ちょうど、12時を告げる鐘が鳴ったころ王宮の東側にある武器庫から突然地響きに似た爆発音と共にオレンジ色の炎と黒煙が高々と上がっり、町中が騒然となった。爆発の衝撃で町の窓ガラスのいくつかが割れたという被害やびっくりして転んでけがをした人がいたという小さいながらも多少の被害が町にあったが、王宮内の怪我人は誰もいなかった。
王宮は武器の爆発を事故と発表し、今はまだ調査中だと公表した。これをテレビに出ていたジャーナリストは長らく使われていなかった武器庫内で武器の火薬が何らかの理由で漏れて昼間の日差しの熱が爆発の原因ではないかと予想していた。
だが、真実は違う。ひとりの元勇者の補佐で今は町人Bの男と元魔王で今はただの苦労人のふたりが武器庫にある軍艦を乗っ取った新魔王たちをあっけなく倒した結果による爆発だったのだ。
正直爆発させる必要はなかった。倒した新魔王たちを適当な安全な場所で縛り付けておいて嫌がらせで武器庫を爆発させたのだ。自分たちの功績をネゴ削ぎ奪い取った王様と勇者に対するものだ。

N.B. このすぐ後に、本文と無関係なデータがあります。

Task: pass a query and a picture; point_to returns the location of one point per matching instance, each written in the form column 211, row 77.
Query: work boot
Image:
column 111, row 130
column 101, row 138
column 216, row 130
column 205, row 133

その夜の路地のバーにはから揚げの匂いと笑い声が響き渡っていた。その日、焼酎の一本が空になった。
彼らは決して人に言われて行動したわけではない。
自分のために―――後悔のない方を選んだだけ行動だ。
これはサブキャラがちゃっかり世界を救ったサブストーリーである。
乾いた雑巾の先だけを水に着けたに雑巾を伝って水が上がってくるじゃないですか。あれを毛管現象というらしいんですけど、そんなどうでもいい情報と同等のどうでもいいお話でした。読んでくれてありがとうございます。
ちょっとした息抜きで走り書きしたものです。最後までコメディーにするつもりだったんですけど・・・・難しいですね。